The Egyptian embassy is helping Mohamed search for a new attorney and will pay for part of his legal fees, said embassy spokesman Karim Haggag. An embassy representative also visited the men in jail in Moncks Corner, S.C., before their transfer to Tampa.
Megahed, 21, and Mohamed, 26, remain in solitary confinement at a Hillsborough County jail, but are scheduled for a bail hearing on Friday.
Local lawyers familiar with the case say the attorneys chosen to defend the students can expect to spend a lot of money and time preparing for court.
"There's no question that this will be a very expensive fight," said attorney Eddie Suarez. "The amount of time that is going to be spent in preparing, researching the law, interviewing the witnesses and examining the evidence is inordinate. This will be a very, very expensive case."
Though they aren't involved in the case, several criminal defense attorneys around Tampa have read the indictment against the students. Most agree that having experts to dissect the explosives charge will be key.
"You always want an expert that will have the best credentials that you can get," Suarez said. "The more respect they have, the more published they are, the better the likelihood their opinion will sway a jury."
Attorney Ron Cacciatore said finding the right expert could be a big ticket item for the defense.
"Experts don't come cheap," he said. Cacciatore pointed to federal tax fraud cases, where he said a defense can spend $500,000 on experts alone.
"Unless you're made of money, it's pretty tough to defend yourself," Cacciatore said.
A federal judge has ordered that an Arabic translator attend court proceedings to interpret for Mohamed. If Mohamed has to hire an attorney, a translator could be an extra cost for his lawyer during private meetings.
"Those people don't grow on trees," said attorney Brian Gonzalez.
Gonzalez said they usually charge by the hour, and could also be required if evidence like recorded phone calls or other correspondence has to be translated.
"We're not talking about years and years of sensitive documents," Gonzalez said, referring to the terrorism-related trial of former USF professor Sami Al-Arian. But "someone would have to pour in hundreds of hours in preparing this case."
Linda Moreno, who represented Al-Arian at his federal trial, said that beyond the costs, relaying the context of the case to a jury will be important for the defense.
"The government likes to operate these cases in a vacuum," she said. "The attorney needs to give the jury the fair and honest picture of the totality of circumstances."

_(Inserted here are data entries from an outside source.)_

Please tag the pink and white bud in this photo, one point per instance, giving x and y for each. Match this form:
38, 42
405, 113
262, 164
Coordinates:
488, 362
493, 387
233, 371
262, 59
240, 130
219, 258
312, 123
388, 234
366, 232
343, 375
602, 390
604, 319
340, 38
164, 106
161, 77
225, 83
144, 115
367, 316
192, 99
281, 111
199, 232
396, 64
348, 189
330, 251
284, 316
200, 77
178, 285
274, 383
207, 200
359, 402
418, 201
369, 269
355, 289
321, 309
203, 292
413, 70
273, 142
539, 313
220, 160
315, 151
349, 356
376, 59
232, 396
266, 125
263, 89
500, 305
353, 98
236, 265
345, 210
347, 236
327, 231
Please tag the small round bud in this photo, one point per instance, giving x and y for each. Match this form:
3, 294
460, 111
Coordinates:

While planning the defense, Moreno said, it could be helpful to go to Egypt, where both students were born.
"A good defense lawyer in these kinds of cases is going to investigate every possible, potential area of defense," Moreno said. "One might want to travel to the Middle East to determine what people have to say about the particular young men."
Kevin Beck, a former federal public defender, said the government "spared no expense" when he worked on a team that represented Hatem Fariz, one of Al-Arian's co-defendants.
"The federal defender in the federal defender's office spent untold hundreds of thousands of dollars in personnel to prepare for that case," Beck said.
Several attorneys, an investigator and paralegals worked full time on Fariz's defense, Beck said. Lawyers with that team traveled to Israel, Jordan and Egypt to look for witnesses, he said.
"In our instance, we had gentlemen who were also accused of conspiring to commit murder," Beck said.
The students face a less serious charge of transporting explosives.
During the trial of Al-Arian and his co-defendants, public defenders had to familiarize themselves with cultural, historical and political information, Beck said. "That may or may not be every bit as important in this case," he said.